Plaintiffs have failed to allege sufficient facts to state a cause of action for housing discrimination against Defendants. Plaintiffs have failed to allege sufficient facts to impute the City Wide Towing employee’s racial epithet on Defendants. Although Plaintiffs allege Harry’s Auto Body and Harry’s Auto Group use the services of City Wide Towing for its business operations and continued to do so after the incident (see SAC, ¶¶ 76, 81), there are no allegations that City Wide Towing and its employees are agents of Defendants. However, Plaintiffs have alleged sufficient facts with respect to Defendants’ employee. Plaintiffs allege that Defendants’ employee joined in with the City Wide Towing employee’s confrontation by telling Edward to leave and never come back and that it was Edward’s race that caused and provoked the conflict. (See id., ¶¶ 52, 75, 78, 87.) Plaintiffs allege that Defendants knew of the incident as they responded to the conflict, but Defendants’ employee was not disciplined. (See id., ¶¶ 79, 81.) This is sufficient to show ratification. Despite the sufficiency of the allegations with respect to Defendants’ employee’s misconduct, Plaintiffs have still failed to allege sufficient facts to show a causal nexus between the incident and Defendants’ service of the Notices to Quit. Plaintiffs’ allegation that Harry suggested during the meeting between Kristin, her sister, Harry, Soghomonian, and Mike the manager for Harry’s Auto Body and Harry’s Auto Group that Kristin “find another location” (see id., ¶ 80) is insufficient to show that the subsequent service of the Notices to Quit about five months after the incident was due to Plaintiffs’ race. Plaintiffs’ allegations that Harry told Kristin that Edward should stay calm and that Harry expressed his concern that Edward should stay calm to avoid physical violence without having any reasonable cause to believe so (see id., ¶¶ 80, 87) are also insufficient to show that the Notices to Quit were served because of Plaintiffs’ race. There are also no allegations showing Plaintiffs were retaliated against for opposing any unlawful practices pursuant to Government Code section 12955.

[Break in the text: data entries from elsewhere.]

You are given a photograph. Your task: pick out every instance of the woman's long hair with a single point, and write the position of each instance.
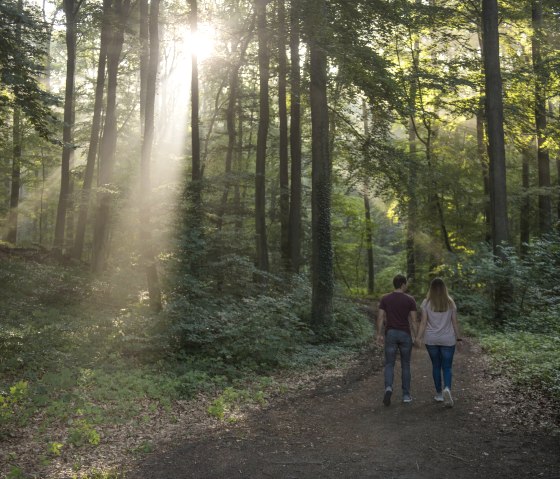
(438, 296)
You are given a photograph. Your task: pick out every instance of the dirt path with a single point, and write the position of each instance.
(342, 430)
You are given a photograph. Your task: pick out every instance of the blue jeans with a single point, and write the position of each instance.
(442, 360)
(402, 341)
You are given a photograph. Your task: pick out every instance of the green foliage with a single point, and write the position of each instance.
(228, 403)
(525, 346)
(530, 359)
(16, 473)
(83, 433)
(13, 406)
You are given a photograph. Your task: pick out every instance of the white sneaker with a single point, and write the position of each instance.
(447, 399)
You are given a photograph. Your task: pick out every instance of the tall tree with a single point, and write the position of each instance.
(234, 136)
(71, 9)
(196, 172)
(367, 209)
(283, 146)
(119, 15)
(264, 113)
(541, 80)
(495, 122)
(321, 241)
(496, 147)
(89, 173)
(294, 228)
(15, 183)
(145, 211)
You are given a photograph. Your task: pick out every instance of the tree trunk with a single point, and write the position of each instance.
(119, 15)
(496, 148)
(260, 176)
(495, 122)
(321, 241)
(543, 160)
(283, 120)
(369, 224)
(412, 207)
(94, 135)
(233, 98)
(525, 207)
(294, 228)
(483, 160)
(15, 183)
(71, 11)
(369, 245)
(147, 249)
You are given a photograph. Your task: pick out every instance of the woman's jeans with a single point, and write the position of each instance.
(442, 360)
(402, 341)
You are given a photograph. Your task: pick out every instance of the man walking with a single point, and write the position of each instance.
(396, 321)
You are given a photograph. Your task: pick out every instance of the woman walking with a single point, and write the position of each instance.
(439, 330)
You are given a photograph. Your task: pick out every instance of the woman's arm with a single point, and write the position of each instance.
(381, 326)
(422, 327)
(455, 324)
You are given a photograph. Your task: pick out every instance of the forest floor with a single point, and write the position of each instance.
(341, 429)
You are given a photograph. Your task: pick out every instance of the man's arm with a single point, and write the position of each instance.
(413, 322)
(381, 316)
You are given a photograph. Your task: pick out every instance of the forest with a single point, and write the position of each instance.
(198, 195)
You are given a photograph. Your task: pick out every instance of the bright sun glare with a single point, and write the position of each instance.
(202, 42)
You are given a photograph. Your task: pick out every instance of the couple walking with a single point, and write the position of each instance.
(397, 325)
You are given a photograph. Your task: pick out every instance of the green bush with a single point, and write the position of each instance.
(13, 407)
(532, 360)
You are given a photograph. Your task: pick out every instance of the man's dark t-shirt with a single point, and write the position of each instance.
(397, 306)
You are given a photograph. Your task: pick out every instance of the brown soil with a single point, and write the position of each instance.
(341, 429)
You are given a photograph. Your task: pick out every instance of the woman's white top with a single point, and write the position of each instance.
(439, 329)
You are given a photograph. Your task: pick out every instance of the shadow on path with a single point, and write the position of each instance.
(344, 431)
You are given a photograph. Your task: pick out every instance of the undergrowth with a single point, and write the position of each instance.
(524, 346)
(78, 354)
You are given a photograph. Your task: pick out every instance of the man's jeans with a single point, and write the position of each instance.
(401, 340)
(442, 359)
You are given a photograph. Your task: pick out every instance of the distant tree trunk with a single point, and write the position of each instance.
(119, 15)
(283, 120)
(15, 182)
(322, 250)
(541, 80)
(496, 148)
(71, 8)
(294, 228)
(369, 245)
(94, 135)
(146, 152)
(369, 224)
(412, 207)
(525, 207)
(233, 100)
(195, 121)
(260, 176)
(482, 151)
(232, 137)
(483, 160)
(196, 165)
(495, 123)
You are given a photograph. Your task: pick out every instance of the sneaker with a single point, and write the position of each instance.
(447, 397)
(387, 397)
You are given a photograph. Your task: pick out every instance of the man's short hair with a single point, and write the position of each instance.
(398, 281)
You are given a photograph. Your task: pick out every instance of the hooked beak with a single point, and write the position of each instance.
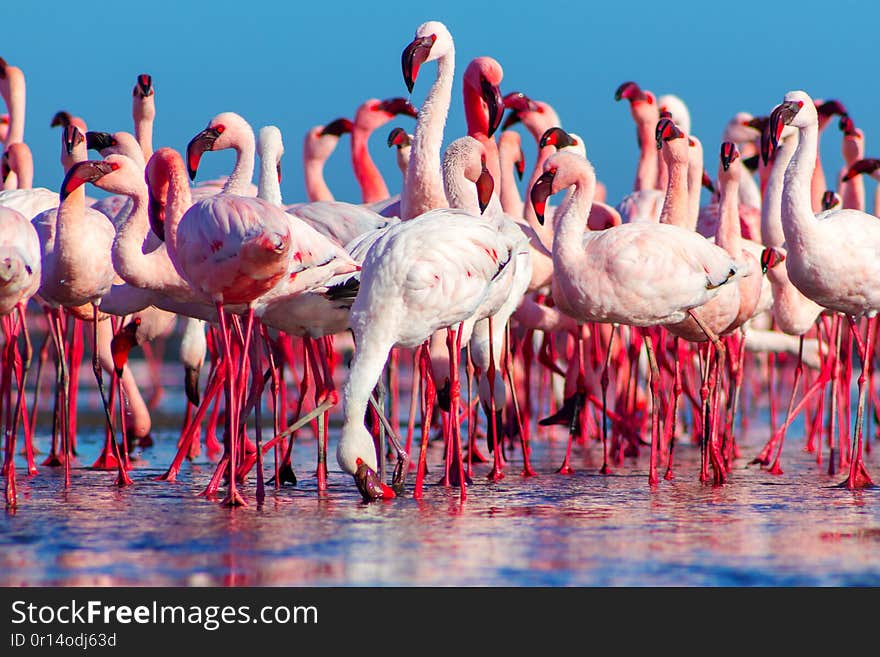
(122, 343)
(144, 86)
(156, 212)
(629, 90)
(830, 108)
(666, 130)
(770, 257)
(398, 137)
(729, 154)
(829, 200)
(485, 187)
(557, 137)
(414, 55)
(541, 191)
(495, 102)
(869, 166)
(191, 384)
(520, 165)
(397, 106)
(88, 171)
(204, 141)
(781, 116)
(61, 118)
(369, 484)
(72, 138)
(707, 182)
(98, 141)
(337, 128)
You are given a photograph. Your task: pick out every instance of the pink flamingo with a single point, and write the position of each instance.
(318, 145)
(832, 258)
(371, 115)
(20, 270)
(637, 264)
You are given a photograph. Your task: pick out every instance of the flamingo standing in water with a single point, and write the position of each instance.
(649, 274)
(20, 269)
(834, 257)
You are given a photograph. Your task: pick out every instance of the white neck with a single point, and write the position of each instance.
(423, 188)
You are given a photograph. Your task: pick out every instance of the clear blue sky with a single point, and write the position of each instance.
(296, 64)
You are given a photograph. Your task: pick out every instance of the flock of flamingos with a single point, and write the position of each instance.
(646, 309)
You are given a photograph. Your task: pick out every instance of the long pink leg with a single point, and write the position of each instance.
(427, 410)
(212, 388)
(858, 475)
(233, 497)
(653, 480)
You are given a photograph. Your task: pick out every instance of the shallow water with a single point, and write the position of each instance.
(583, 529)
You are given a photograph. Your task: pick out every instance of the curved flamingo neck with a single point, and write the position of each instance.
(728, 234)
(423, 188)
(178, 199)
(240, 179)
(798, 220)
(647, 169)
(269, 188)
(675, 204)
(373, 188)
(143, 132)
(316, 187)
(571, 222)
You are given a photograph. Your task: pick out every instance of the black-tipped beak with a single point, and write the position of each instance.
(491, 94)
(369, 484)
(485, 187)
(868, 166)
(781, 116)
(666, 130)
(398, 137)
(557, 137)
(707, 182)
(144, 85)
(629, 90)
(830, 108)
(98, 141)
(61, 118)
(729, 154)
(156, 212)
(414, 55)
(397, 106)
(191, 384)
(830, 199)
(337, 128)
(83, 172)
(204, 141)
(541, 191)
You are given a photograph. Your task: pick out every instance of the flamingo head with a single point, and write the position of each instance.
(558, 138)
(223, 131)
(869, 166)
(143, 86)
(830, 200)
(729, 154)
(770, 257)
(399, 137)
(561, 171)
(483, 77)
(83, 172)
(374, 113)
(432, 40)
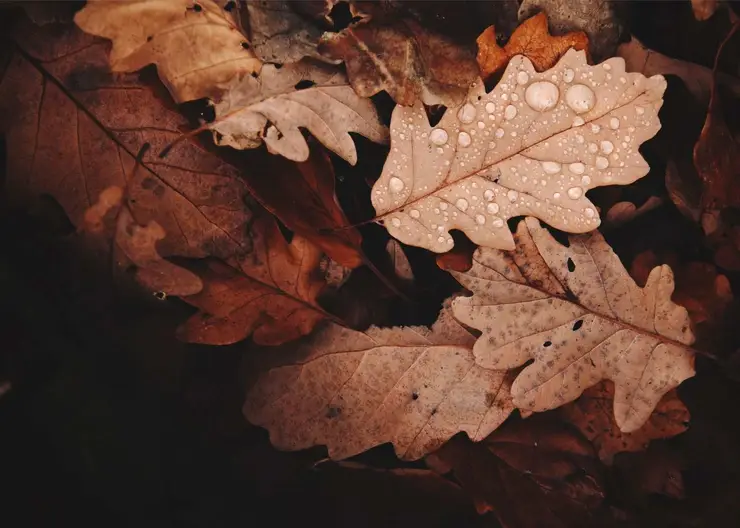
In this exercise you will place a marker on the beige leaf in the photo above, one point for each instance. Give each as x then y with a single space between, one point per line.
533 146
196 45
577 313
326 106
414 387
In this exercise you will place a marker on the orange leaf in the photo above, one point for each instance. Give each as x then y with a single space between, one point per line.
530 39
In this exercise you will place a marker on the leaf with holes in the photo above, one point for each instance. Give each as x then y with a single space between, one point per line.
414 387
274 106
196 45
533 146
577 313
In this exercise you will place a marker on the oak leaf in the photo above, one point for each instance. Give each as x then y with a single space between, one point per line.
531 39
305 94
410 63
272 296
533 146
196 46
592 415
577 313
414 387
530 473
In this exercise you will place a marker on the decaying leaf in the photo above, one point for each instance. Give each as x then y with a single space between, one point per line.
414 387
717 153
196 46
592 414
73 131
531 39
533 146
577 313
404 59
273 298
273 106
530 473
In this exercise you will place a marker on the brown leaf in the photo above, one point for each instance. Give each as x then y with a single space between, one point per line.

In opposition, Plaintiffs assert that Harry’s comments with respect to concerns that Edward could start physical violence if Edward does not stay calm “touch on the unfair misconception that black people are violent.” (See Opposition, p. 7, lines 7-8.) Plaintiffs’ factual allegations in the SAC are insufficient to suggest Harry’s comments were made based on this misconception.

Accordingly, Defendants’ demurrer to the third cause of action is sustained with leave to amend.

Plaintiffs’ Request for Attorneys’ Fees

Plaintiffs request attorneys’ fees in the amount of $2,171.00 pursuant to Civil Code sections 1717 and 1942.5(g) and Government Code section 12980(h). Given these sections pertain to award of attorney’s fees to a prevailing party, they are inapplicable at this stage of the action. Even if they were applicable, as the demurrer is sustained, Plaintiffs are not the prevailing party. Accordingly, Plaintiffs’ request is denied.